Industry cautions against lending freeze in wake of PNB fraud
The Indian industry called for better control systems to check financial frauds and also suggested gradual reduction in government holding in public sector banks
New Delhi: Lending to corporates should not be choked as a fallout of the Rs11,400-crore fraud at Punjab National Bank specially at a time when credit growth is about to recover and the economy set to grow at a higher pace, India Inc has cautioned.
The Indian industry called for better control systems to check financial frauds and also suggested gradual reduction in government holding in public sector banks (PSBs).
The Confederation of Indian Industry (CII) said government should lower its stake in PSBs to 33% gradually and adopt a twin strategy for tackling financial frauds, including better monitoring and supervision of banks and spread of best corporate governance standards.
“Government, regulators and industry must act fast to address systemic risks in the financial sector. The three key solutions for the banking sector are better management and operational efficiencies, use of technology such as blockchain and big data analytics, and lowering government shareholding in public sector banks,” CII president Shobana Kamineni said in a statement.
Assocham cautioned against allowing the alleged fraud in the PNB to halt the entire system of corporate lending as demoralisation would set in among the top functionaries and employees of the state-owned banks.
It is something the country can ill-afford at a time when the credit growth was about to recover and economy was set to grow at a higher pace, Assocham said.
The CII president said financial malfeasance perpetrated by a collusion of unethical business entities and corrupt officials should not lead to a situation where funds to industry get choked.
“It is time for government to consider consolidation of PSBs and develop a few strong banks adhering to best standards in governance, accountability and transparency.
Currently, shareholdings of government have been rising with bank recapitalisation attempts, and these should be brought down to 52% at the earliest as intended by the government,” she said.
A roadmap could be announced for bringing Government stake to 33% in three to four years, CII said. Assocham secretary general D.S. Rawat said while long term solutions like privatisation of banks can be sought, the need of the hour is to rally around honest bank officers and honest business entities which have built trust on each other.
“Let one or a few black sheep not derail our financial system, which is resilient enough to withstand this kind of shocks, though ideally such jolts are better avoided and averted through systemic reforms,” Rawat said.
Citing January export data that showed a deceleration in growth even as the global economy is on uptick, Assocham said the prick up in the domestic economy would require higher imports.
“Thus, both imports and exports are key to our economy and we have come a long way in scaling up the inter-face between the government agencies and the trade over the years. It is time to correct the systems which had allowed the misuse and move on with the task of achieving higher economic growth,” Assocham said.
The industry said there is a need to strengthen internal systems of enterprises and adherence to regulatory norms in letter and spirit.

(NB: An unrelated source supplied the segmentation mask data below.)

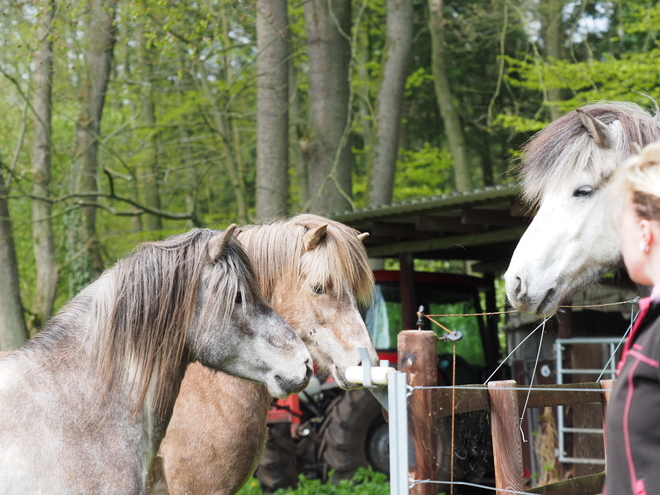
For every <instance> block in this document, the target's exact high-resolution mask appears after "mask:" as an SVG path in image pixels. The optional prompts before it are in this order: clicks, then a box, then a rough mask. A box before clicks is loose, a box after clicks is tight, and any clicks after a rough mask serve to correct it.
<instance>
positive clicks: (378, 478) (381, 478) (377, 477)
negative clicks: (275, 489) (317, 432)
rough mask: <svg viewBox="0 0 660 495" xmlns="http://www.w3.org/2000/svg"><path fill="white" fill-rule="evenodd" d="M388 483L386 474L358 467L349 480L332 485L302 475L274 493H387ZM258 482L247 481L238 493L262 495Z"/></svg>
mask: <svg viewBox="0 0 660 495" xmlns="http://www.w3.org/2000/svg"><path fill="white" fill-rule="evenodd" d="M389 493H390V484H389V482H388V481H387V476H386V475H385V474H383V473H378V472H376V471H372V470H370V469H365V468H360V469H358V471H357V472H356V473H355V476H353V478H352V479H350V480H341V481H340V482H339V484H337V485H334V484H332V483H330V482H328V483H322V482H321V481H320V480H310V479H307V478H305V477H304V476H303V475H301V476H300V481H299V482H298V486H297V487H296V488H295V489H279V490H277V491H276V492H275V495H389ZM262 494H263V492H262V491H261V488H260V487H259V482H258V481H257V480H255V479H251V480H250V481H248V482H247V483H246V484H245V486H243V488H241V490H240V491H239V492H238V495H262Z"/></svg>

“While we need to ensure safe and sound functioning of the system and not allow loopholes like those in the PNB system of money or guarantee transfer, let banks not over-react and hit the trade and industry,” Assocham said.
As India is moving towards ‘ease of doing business’, the actions of a few fraudulent actors need not translate into more stringent regulatory norms for the entire industry sector when corporate governance structures are strictly followed, emphasised CII.
PNB is in troubled waters ever since it announced last week about detection of fraudulent transactions of Rs 11,400 crore from its systems by the use of unauthorised Letter of Undertakings issued by few of its employees in connivance with rich diamond jewellery designer Nirav Modi, his uncle and owner of Gitanjali Gems Mehul Choksi and associate firms to access loan from foreign branches of other Indian banks.
The authorised loan through issuance of fake LOUs was happening since 2011, PNB has said besides registering an FIR. A multi-probe investigation has already been launched into the matter including from the Enforcement Directorate and the CBI.